History of micro-simulation at PSE

Micro-simulation has a long history in the Paris School of Economics and in the previous research units.

The first model simulating the French tax and social system was developed at the Département et Laboratoire d’Economie Théorique et Appliquée (DELTA) by François Bouguignon and Pierre-André Chiappori, and given the name SYSIFF, to emphasise the scope of the modelling task initiated by these researchers. The first version worked from the 1975 Tax Income survey and resulted in French data-based publications (Atkinson, Bourguignon and Chiappori, 1988).

The model was then applied to the data of the Family Budget survey, and the modelling team (Olivier Bargain, José Sastre and Amedeo Spadaro) participated in the construction of the European micro-simulation model EUROMOD (Bourguignon et al., 2000).

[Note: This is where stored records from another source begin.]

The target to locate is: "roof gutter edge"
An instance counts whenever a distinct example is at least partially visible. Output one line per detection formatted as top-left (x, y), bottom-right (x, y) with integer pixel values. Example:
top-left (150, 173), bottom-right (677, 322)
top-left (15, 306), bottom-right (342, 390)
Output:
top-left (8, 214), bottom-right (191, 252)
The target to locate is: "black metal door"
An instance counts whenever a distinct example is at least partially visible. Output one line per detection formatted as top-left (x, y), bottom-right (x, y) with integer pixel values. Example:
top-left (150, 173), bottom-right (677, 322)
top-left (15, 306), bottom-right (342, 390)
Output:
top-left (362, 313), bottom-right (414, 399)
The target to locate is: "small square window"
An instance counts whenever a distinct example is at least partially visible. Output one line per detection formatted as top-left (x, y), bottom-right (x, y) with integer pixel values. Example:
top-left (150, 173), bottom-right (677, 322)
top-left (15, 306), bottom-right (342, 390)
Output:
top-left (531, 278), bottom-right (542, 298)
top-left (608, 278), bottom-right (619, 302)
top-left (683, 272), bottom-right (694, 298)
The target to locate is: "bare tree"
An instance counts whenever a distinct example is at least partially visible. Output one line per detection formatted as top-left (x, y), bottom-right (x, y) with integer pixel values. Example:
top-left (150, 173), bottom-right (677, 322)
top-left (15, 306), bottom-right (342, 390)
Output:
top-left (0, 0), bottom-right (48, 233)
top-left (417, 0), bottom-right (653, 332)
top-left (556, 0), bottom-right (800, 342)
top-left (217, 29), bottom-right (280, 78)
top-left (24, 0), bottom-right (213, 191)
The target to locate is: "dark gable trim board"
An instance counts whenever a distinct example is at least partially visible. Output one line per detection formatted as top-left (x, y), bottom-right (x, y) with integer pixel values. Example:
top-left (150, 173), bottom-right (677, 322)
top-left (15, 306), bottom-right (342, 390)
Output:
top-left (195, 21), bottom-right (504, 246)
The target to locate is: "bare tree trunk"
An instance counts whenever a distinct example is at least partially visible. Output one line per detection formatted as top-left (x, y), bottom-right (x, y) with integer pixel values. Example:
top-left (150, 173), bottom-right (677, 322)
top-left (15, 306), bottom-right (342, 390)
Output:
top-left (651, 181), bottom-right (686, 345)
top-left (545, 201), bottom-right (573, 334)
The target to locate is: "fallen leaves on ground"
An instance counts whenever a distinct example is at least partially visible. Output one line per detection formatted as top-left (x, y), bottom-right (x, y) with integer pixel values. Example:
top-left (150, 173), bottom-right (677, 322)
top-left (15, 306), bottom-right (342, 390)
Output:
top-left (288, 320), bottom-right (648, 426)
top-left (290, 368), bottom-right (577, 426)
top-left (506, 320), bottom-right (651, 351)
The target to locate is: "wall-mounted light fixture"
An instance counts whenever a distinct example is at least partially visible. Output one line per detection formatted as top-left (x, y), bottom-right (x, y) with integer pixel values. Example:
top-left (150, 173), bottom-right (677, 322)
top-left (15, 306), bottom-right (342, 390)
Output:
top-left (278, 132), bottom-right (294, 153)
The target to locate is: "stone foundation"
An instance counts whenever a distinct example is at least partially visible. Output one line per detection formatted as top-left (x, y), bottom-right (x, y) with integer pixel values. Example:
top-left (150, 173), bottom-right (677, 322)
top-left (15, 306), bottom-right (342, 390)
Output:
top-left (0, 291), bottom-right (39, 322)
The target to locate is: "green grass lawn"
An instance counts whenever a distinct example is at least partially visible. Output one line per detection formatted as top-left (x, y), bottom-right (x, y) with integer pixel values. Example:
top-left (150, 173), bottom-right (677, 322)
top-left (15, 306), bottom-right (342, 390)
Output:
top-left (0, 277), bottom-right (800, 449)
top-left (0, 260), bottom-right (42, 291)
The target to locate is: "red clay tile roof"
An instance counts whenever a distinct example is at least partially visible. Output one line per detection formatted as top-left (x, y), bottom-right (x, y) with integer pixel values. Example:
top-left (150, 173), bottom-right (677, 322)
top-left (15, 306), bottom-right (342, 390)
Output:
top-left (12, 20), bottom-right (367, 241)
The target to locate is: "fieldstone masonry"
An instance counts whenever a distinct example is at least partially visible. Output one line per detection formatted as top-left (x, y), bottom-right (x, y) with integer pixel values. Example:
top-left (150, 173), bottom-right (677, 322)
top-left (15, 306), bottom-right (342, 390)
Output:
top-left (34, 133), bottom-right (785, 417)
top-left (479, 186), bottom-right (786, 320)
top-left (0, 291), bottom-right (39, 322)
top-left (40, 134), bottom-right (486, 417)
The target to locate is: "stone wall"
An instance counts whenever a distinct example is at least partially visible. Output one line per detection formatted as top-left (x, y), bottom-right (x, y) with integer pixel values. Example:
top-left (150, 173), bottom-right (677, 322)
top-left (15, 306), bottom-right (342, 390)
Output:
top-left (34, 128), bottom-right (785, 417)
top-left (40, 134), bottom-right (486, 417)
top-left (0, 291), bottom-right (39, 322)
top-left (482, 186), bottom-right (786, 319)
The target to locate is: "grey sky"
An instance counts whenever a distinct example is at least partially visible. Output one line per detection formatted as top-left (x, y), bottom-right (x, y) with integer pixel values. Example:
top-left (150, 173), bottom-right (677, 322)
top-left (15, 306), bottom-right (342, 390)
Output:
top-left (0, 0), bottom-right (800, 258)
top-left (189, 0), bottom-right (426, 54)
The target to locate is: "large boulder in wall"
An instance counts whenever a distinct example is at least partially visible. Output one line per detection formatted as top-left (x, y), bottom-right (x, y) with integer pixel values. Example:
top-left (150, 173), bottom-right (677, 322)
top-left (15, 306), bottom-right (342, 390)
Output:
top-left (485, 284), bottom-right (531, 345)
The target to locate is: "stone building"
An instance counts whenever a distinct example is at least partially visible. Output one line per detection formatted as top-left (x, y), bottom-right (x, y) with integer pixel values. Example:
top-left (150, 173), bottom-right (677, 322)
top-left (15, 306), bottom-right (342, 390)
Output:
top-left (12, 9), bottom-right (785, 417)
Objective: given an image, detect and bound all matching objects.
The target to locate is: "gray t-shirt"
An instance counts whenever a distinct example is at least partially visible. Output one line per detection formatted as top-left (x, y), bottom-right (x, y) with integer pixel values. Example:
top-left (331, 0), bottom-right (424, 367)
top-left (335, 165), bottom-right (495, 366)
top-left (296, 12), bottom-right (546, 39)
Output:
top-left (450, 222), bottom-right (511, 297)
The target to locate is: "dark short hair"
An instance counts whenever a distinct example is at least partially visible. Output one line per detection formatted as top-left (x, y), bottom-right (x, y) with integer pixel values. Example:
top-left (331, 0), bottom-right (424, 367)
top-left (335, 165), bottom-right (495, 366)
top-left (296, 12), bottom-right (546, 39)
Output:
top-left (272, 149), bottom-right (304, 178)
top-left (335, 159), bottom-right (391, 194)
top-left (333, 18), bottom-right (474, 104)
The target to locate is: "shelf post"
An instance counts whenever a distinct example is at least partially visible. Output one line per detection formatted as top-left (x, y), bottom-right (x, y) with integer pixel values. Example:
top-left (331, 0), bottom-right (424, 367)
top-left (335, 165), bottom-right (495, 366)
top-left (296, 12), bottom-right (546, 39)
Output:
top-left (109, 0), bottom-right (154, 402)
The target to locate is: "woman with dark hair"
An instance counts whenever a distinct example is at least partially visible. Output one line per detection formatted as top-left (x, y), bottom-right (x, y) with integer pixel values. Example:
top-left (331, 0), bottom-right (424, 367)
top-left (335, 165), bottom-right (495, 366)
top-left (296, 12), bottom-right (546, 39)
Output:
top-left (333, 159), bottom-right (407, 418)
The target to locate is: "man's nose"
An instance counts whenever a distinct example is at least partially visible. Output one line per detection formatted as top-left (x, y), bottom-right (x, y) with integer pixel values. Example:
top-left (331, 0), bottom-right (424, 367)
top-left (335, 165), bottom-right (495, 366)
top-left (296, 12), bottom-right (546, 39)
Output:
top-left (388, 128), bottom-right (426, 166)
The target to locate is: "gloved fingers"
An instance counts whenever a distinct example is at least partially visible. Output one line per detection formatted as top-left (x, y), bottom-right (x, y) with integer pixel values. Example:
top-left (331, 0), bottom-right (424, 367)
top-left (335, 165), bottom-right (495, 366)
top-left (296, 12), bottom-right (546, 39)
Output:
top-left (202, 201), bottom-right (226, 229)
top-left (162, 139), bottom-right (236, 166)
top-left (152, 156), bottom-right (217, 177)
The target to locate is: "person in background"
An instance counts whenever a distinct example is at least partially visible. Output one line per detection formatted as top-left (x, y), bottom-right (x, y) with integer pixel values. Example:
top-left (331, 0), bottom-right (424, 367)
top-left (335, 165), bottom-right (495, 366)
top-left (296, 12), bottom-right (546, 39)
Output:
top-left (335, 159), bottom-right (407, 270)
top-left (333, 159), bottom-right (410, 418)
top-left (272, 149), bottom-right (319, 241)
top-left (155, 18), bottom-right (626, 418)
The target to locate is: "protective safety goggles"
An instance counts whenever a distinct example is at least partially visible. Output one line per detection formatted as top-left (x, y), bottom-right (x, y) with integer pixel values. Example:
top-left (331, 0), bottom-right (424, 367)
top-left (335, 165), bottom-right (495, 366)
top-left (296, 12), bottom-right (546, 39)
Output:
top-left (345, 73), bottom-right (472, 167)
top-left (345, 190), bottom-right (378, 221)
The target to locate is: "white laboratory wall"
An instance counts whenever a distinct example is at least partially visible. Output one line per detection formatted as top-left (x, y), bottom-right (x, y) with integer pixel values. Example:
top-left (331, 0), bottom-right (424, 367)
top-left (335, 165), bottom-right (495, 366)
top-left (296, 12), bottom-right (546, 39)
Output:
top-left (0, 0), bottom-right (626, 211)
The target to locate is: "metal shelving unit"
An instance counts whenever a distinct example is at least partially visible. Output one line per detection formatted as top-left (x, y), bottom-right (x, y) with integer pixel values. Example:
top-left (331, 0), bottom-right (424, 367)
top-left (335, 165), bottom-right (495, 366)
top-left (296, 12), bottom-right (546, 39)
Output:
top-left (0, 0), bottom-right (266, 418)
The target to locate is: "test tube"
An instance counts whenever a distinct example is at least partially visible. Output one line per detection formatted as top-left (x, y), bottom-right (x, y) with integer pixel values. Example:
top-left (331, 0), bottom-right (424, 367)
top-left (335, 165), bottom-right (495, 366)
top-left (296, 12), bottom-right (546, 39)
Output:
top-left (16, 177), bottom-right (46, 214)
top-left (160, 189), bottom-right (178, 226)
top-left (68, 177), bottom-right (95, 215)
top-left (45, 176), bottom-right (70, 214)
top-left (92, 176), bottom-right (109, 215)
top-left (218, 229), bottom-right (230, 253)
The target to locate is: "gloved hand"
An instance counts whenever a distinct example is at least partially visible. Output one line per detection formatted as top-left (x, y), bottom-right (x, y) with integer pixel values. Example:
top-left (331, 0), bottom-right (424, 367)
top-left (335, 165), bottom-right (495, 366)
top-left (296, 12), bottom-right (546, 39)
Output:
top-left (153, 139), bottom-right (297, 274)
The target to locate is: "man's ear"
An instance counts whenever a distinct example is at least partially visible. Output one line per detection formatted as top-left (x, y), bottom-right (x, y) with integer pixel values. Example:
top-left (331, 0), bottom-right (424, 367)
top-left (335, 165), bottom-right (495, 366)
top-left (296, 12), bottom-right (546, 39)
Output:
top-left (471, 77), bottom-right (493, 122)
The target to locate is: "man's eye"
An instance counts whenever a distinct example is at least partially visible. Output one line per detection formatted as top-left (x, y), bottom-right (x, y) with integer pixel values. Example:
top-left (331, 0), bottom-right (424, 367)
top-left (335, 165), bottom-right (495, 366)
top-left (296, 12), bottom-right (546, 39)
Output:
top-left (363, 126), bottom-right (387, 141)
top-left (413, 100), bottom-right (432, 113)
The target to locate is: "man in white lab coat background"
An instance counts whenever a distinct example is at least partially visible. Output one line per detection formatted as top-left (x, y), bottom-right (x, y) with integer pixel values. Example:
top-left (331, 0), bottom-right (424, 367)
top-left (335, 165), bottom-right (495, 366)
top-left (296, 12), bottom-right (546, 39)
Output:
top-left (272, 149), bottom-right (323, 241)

Between 2002 and 2008, the Microsimulation and public policy analysis unit (MICROSIMULA), directed by Amedeo Spadaro, picked up and developed the SYSIFF model, applying it to the 2006 Family Budget survey and to the more recent legislation (Bourguignon and Spadaro, 2003, 2006).

In 2011, Camille Landais, Thomas Piketty and Emmanuel Saez adopted the micro-simulation approach and added an innovation which consisted of using several data sources jointly, in order to improve the global description of the tax and transfer system. They also introduced a new interactive way to present results from micro-simulation models to the wider public, an approach that the IPP will also take.

With the creation of the Institut des politiques publiques, a new model that draws on this prior work – TAXIPP – has been developed with a dedicated team within the Institute.